Lawyers Ask Judge to Put Restrictions on Sheriff’s Deputies : Civil rights: They claim Lynwood station engages in ‘terrorism’ against blacks and Latinos. Groups also seek a commission to investigate the department’s behavior.
A group of civil rights lawyers Monday asked a federal judge to place restrictions on Los Angeles County sheriff’s deputies in Lynwood in order to halt “a pattern of violence, terrorism and destruction of property.”
The deputies have conducted a campaign of “unrelenting terrorism against the black and Latino residents of this community,” alleged one of the lawyers, Kevin Reed of the NAACP Legal Defense Fund.
The attorneys’ charges were outlined in a lengthy legal memorandum and 202 pages of declarations submitted in Los Angeles to U.S. District Judge Terry J. Hatter Jr.
The declarations detailed alleged physical abuses, death threats, unwarranted shootings and arrests, ransacking of homes, uninhibited expressions of racial animosity and a host of other allegedly illegal activities by the deputies.
Hatter was asked to impose an immediate injunction on the Sheriff’s Department to end what the attorneys described as the “wanton abuse of police power” by deputies in Lynwood.
Attorney George V. Denny III, of the Police Misconduct Lawyers Referral Service, described the Lynwood situation as only “a microcosm” of widespread problems of excessive use of force by the Sheriff’s Department.

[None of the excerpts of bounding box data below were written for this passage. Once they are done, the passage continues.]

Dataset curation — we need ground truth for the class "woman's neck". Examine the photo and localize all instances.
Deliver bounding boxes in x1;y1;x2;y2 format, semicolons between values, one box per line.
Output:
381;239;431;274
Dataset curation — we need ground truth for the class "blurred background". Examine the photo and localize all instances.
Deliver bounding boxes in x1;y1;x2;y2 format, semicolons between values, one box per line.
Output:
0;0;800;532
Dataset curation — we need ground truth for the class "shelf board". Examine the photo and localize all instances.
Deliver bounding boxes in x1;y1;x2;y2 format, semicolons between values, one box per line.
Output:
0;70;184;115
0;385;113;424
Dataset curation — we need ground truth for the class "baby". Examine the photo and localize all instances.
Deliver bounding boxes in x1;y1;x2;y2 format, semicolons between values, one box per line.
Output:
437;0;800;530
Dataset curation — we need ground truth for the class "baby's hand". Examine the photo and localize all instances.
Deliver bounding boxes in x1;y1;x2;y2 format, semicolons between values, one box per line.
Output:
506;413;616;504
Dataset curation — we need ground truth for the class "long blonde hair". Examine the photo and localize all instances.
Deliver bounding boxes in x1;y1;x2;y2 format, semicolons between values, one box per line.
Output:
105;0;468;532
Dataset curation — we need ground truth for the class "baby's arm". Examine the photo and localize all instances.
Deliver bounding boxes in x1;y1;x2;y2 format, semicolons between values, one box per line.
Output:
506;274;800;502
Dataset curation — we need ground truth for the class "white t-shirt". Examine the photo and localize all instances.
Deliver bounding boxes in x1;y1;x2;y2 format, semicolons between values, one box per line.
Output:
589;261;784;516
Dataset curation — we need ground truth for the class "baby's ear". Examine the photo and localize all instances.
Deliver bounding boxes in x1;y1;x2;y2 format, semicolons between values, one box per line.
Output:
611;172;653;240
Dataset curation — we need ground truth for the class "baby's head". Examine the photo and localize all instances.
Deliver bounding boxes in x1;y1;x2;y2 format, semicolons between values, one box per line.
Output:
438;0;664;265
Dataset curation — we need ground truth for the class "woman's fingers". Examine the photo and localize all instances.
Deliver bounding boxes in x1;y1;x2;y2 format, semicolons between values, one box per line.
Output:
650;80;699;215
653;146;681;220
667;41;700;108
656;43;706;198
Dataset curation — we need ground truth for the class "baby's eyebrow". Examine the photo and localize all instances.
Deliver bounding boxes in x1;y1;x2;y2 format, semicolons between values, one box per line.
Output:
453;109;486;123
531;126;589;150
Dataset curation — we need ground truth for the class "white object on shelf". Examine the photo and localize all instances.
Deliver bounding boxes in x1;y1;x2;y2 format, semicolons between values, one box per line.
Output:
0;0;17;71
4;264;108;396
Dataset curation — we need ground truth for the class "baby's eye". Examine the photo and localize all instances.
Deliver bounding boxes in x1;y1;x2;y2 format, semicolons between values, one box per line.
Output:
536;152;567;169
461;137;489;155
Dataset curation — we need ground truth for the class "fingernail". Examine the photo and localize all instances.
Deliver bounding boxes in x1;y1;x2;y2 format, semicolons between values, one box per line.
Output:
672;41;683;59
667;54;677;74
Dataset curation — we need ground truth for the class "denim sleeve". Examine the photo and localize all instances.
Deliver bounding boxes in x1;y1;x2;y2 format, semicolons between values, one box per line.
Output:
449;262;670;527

Denny called for creation of a special commission--similar to the Christopher Commission, which examined the Los Angeles Police Department in the wake of the beating of Altadena motorist Rodney G. King--to be formed to investigate the Sheriff’s Department.
“If you could get a commission to go into it (the Sheriff’s Department) with the depth and breadth that the Christopher Commission did,” Denny said, “they would find practices that make the Los Angeles police look like choirboys and the discipline imposed by their superiors look Draconian.”
The papers filed Monday were the latest chapter in a class-action suit filed in September. The original suit accused Lynwood deputies of engaging in a wave of wanton shootings, beating and excessive force from February to May in 1990. The lawyers asked Hatter to take over control of the Lynwood sheriff’s station as the most effective means of stopping “an institutionally condoned reign of terror in Lynwood.”
The Los Angeles County counsel’s office filed a motion for dismissal of that complaint, but no hearing has been held.
On Monday, the plaintiff’s lawyers said immediate action is needed because the beatings and other illegal activity continue. They asserted in court papers that “Lynwood deputies appear to consider the lawsuit a call to arms.”
“As a deputy said to one of the plaintiffs: ‘Who do you think you are to file a lawsuit against the sheriffs!’ ”
Sheriff’s spokesman Deputy Patrick Hunter said the department had no comment on Monday’s developments.
The original complaint contended that Sheriff Sherman Block, and other top county law enforcement officials, have failed to control deputies at the Lynwood station. The facility has about 150 sworn personnel covering a 7.6-square-mile area that includes Lynwood, Willowbrook, parts of Compton and unincorporated areas.
On Monday, Denny reasserted that Block has failed to discipline law-breaking officers and that Dist. Atty. Ira Reiner has failed to prosecute them. Calls to the district attorney’s spokesman were not returned.
Block labeled the original suit a ploy by gang members to discredit his department. He denied the allegations, saying that for years deputies in Lynwood, and at the other sheriff’s stations, have been punished for excessive force. He provided no specifics.
At the time, Denny said some plaintiffs were current or former gang members. He added that the vast majority of plaintiffs have no gang ties.
The papers filed Monday describe numerous incidents that transpired after the original suit was filed.
In one case, Jeremiah Randle, a black elementary school teacher, said his legs were seriously injured by deputies who kicked him after he was stopped June 24 in his new BMW convertible for reasons he still does not understand.
After giving the deputies his license and registration, Randle said he asked several times why he had been stopped.
Among the deputies’ responses, according to Randle’s statement:
“Shut the (expletive) up. I don’t have to tell you anything.” And, “Look, (racial epithet), I don’t have to tell you (expletive).”
Randle was released, but cited for willfully obstructing an officer and for not having a license plate on the car although, Randle said, he said he told the officers the car was new and he had a temporary registration.
Another plaintiff, Elzie Lee Coleman, said Deputy Paul Archambault fired six shots at him last May 26, wounding him several times. Coleman said he was accused of brandishing a weapon, even though he said he was unarmed.
“My doctors tell me that I am no longer able to have children due to the gunshot wound in my scrotum,” he said.